La consommation animale
« Aussi néfaste soit-elle, la surconsommation humaine d’antibiotiques n’explique pas à elle seule l’explosion des bactéries résistantes. Il faut pointer ici l’usage en médecine vétérinaire, tout particulièrement dans les élevages. Les tonnages utilisés chez les animaux seraient une fois et demie plus importants que chez l’homme en France et cinq à dix fois en Amérique et en Asie. La raison en est simple. Quand un animal est malade dans un élevage, il est habituel de traiter tous les autres au titre de la prévention. Ça n’a rien de déraisonnable quand on connaît la faculté des bactéries à se transmettre d’un animal à l’autre dans les conditions de grande promiscuité qui sont celles des élevages industriels. En outre, tout comme leurs collègues médecins, certains vétérinaires ont parfois la main lourde et traitent le cheptel tout entier sans bien savoir ce qui cause l’infection. À leur décharge, il est très difficile chez les animaux, comme chez l’homme d’ailleurs, de faire la part entre les symptômes dus à des bactéries et ceux dus à des virus contre lesquels les antibiotiques sont inefficaces. Dans le doute, vu les enjeux économiques pour les éleveurs, la décision penche facilement pour un traitement massif. Personne n’en voyait les inconvénients jusqu’à la prise de conscience récente de la montée des résistances. Mais les habitudes sont difficiles à changer et les craintes d’une perte économique immédiate font le reste. Face à l’éleveur anxieux, le vétérinaire n’a pas la tâche facile. C’est aujourd’hui l’honneur de cette profession de s’engager résolument dans le contrôle de la consommation des antibiotiques.

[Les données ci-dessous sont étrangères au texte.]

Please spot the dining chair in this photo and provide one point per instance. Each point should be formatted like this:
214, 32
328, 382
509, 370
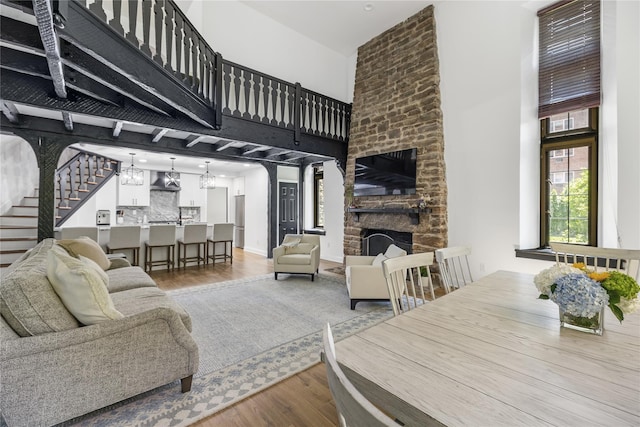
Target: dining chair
222, 234
353, 408
194, 234
75, 232
600, 259
406, 277
160, 236
454, 267
125, 237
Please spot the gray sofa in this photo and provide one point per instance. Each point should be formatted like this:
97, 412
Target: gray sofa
53, 369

Chez les animaux, il existe un usage nettement plus critiquable des antibiotiques : celui qui consiste à les utiliser comme "facteurs de croissance". On a découvert dans les années 1950 qu’ils grossissaient mieux quand on leur en donnait quotidiennement à petites doses. Logiquement, les éleveurs en ont profité pour accroître la rentabilité des élevages. Ces "compléments alimentaires", mélangés à chaque repas durant la quasi-totalité de la vie des animaux, ont malheureusement stimulé les résistances de bactéries qui se sont ensuite retrouvées dans la filière agroalimentaire et, en bout de chaîne, dans les assiettes des consommateurs. Ces superbactéries contaminent même les légumes et les fruits car le lisier, cet excellent engrais largement répandu sur les cultures et dans les champs, mélange d’urines et de matières que rejettent les animaux, est plein de ces bactéries résistantes. »
* Pr Antoine Andremont, avec Stephan Muller, préface de Bernard Kouchner, « Antibiotiques - Le naufrage. Notre santé en danger », Bayard, 204 pages, 18 euros.